The seizing creditor put at issue all these grounds set up by relator for the injunction, and raised other points showing why an injunction should not issue to arrest the sale. The case was submitted on the pleadings and documents filed in evidence, and the trial judge discussed and passed on all points raised in his reasons for judgment, and, as before stated, rendered a judgment not only denying the preliminary injunction, but also rejecting the demand of the plaintiff in injunction and ordering the execution to proceed.
The primary relief sought by relator in the suit was an injunction to arrest the sale of his property. As grounds for that injunction he made certain allegations which were put at issue by the seizing creditor. The judge has already passed on all questions put at issue in the case, and there could be no necessity for going through the formality of a trial on the merits. The judgment, to all intents and purposes, is a final one, and as such is subject to be appealed from suspensively under Code of Practice, articles 539 and 565. The situation here is similar to the one in the case of Agricultural Supply Co., Inc. v. Livigne et al., supra, where the Supreme Court, in allowing a suspensive appeal from a judgment refusing to grant an injunction on the trial of the rule, had this to say:
"But, in the case before us, respondent judge has not only refused to grant a preliminary injunction, but has passed also upon the merits of the case, by decreeing the nullity of the sale from defendants to relator of the property herein seized by plaintiff."
The suspensive appeal was properly granted relator. Consequently when this appeal was perfected by relator on June 5, 1937, by posting his bond in accordance with the order, the trial court lost jurisdiction of the case, except for the purpose of testing the surety on the appeal bond. Mundy v. Phillips et al., 157 La. 445, 102 So. 519.
Therefore, the order issued by the trial court on July 9, 1937, canceling and rescinding the order for the suspensive appeal, was null and void for the twofold reason; first, that at that time the court had lost jurisdiction of the case; and, second, the original order for the suspensive appeal was proper. Jaenke v. Taylor et al., 161 La. 996, 109 So. 814.

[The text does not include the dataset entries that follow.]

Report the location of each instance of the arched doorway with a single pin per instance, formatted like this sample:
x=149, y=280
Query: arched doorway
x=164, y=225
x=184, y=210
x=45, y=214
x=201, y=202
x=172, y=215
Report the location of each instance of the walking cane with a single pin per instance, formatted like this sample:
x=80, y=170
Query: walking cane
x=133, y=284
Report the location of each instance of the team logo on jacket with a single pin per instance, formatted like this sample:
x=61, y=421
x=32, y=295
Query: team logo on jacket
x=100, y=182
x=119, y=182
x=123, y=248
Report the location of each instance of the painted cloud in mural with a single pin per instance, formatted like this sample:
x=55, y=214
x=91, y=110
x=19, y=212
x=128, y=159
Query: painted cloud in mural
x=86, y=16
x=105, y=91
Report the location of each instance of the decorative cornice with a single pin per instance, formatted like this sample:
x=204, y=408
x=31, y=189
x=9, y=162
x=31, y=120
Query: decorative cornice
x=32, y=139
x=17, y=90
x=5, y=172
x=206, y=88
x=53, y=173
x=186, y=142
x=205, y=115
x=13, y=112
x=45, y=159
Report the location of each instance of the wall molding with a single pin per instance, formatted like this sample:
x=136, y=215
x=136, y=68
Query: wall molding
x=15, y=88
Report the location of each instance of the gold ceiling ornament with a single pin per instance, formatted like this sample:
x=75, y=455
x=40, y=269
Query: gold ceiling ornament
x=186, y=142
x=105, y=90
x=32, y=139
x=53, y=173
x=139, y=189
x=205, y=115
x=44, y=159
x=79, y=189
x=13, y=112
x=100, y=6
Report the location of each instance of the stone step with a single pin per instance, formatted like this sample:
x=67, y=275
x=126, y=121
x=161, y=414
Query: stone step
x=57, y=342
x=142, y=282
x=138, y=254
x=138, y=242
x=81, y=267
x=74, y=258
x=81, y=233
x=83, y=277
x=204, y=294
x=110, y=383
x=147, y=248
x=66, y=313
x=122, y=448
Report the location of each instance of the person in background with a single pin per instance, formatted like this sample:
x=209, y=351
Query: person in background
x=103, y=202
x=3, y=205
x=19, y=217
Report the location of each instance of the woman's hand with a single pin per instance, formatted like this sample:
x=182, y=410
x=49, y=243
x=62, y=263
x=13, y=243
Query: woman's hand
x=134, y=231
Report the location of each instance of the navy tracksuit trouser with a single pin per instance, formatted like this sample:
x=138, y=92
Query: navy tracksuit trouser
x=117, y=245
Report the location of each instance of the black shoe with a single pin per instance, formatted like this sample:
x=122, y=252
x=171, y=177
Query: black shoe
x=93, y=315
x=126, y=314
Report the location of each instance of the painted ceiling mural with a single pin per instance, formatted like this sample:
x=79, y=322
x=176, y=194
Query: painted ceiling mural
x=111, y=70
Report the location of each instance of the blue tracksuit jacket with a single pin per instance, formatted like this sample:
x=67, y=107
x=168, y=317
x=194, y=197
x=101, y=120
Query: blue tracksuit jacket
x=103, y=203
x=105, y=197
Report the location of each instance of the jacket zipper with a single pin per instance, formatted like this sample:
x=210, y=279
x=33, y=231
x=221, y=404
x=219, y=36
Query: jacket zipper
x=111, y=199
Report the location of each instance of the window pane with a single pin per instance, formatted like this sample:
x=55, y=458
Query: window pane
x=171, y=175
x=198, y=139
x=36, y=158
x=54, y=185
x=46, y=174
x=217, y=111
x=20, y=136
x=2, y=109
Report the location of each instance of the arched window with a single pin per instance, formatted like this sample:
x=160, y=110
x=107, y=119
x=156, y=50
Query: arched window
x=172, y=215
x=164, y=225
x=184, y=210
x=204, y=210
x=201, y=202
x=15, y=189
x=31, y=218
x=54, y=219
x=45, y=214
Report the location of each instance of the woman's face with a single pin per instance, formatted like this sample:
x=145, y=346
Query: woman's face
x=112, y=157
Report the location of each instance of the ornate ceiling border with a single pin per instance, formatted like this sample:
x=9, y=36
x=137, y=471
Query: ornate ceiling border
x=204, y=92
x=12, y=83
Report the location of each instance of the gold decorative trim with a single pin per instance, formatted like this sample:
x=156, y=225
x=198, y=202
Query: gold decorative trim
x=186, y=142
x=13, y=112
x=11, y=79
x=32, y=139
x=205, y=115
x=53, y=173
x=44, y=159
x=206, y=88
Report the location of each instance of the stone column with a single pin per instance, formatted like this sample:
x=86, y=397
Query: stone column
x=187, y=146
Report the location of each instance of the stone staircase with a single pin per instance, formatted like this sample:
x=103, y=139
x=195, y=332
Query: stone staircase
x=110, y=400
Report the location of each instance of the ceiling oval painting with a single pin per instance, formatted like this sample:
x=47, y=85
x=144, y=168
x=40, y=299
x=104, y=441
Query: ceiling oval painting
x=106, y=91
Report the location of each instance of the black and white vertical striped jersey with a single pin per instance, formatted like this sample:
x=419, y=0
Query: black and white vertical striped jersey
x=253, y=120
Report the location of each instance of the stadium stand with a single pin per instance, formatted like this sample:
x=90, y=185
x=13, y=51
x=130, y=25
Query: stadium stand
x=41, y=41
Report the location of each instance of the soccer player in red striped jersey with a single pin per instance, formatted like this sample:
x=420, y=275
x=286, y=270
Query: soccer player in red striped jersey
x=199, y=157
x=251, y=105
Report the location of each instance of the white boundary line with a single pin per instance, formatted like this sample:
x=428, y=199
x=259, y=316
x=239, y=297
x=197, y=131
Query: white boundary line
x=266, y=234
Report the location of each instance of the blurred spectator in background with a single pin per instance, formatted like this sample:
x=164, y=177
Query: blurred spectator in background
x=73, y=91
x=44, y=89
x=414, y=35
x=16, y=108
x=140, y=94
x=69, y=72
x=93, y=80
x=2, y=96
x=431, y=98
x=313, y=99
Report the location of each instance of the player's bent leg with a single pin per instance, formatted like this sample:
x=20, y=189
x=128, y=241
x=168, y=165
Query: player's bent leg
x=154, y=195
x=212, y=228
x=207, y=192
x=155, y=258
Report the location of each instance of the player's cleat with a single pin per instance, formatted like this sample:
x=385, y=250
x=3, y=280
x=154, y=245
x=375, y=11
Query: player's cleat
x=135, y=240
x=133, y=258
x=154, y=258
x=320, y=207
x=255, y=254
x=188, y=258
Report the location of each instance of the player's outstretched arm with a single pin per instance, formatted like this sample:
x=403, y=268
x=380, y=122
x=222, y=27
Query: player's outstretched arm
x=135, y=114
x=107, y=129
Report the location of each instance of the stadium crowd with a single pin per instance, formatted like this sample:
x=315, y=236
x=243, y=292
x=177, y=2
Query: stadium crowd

For the reasons assigned, it is ordered that the alternative writs of certiorari, prohibition, and mandamus, herein issued, be made permanent, and it is now adjudged and decreed that the order rendered by the trial court on July 9, 1937, recalling and rescinding his previous order for a suspensive appeal, be and the same is hereby set aside and annulled; that further proceedings in the lower court be prohibited until such further action as may be taken on the appeal.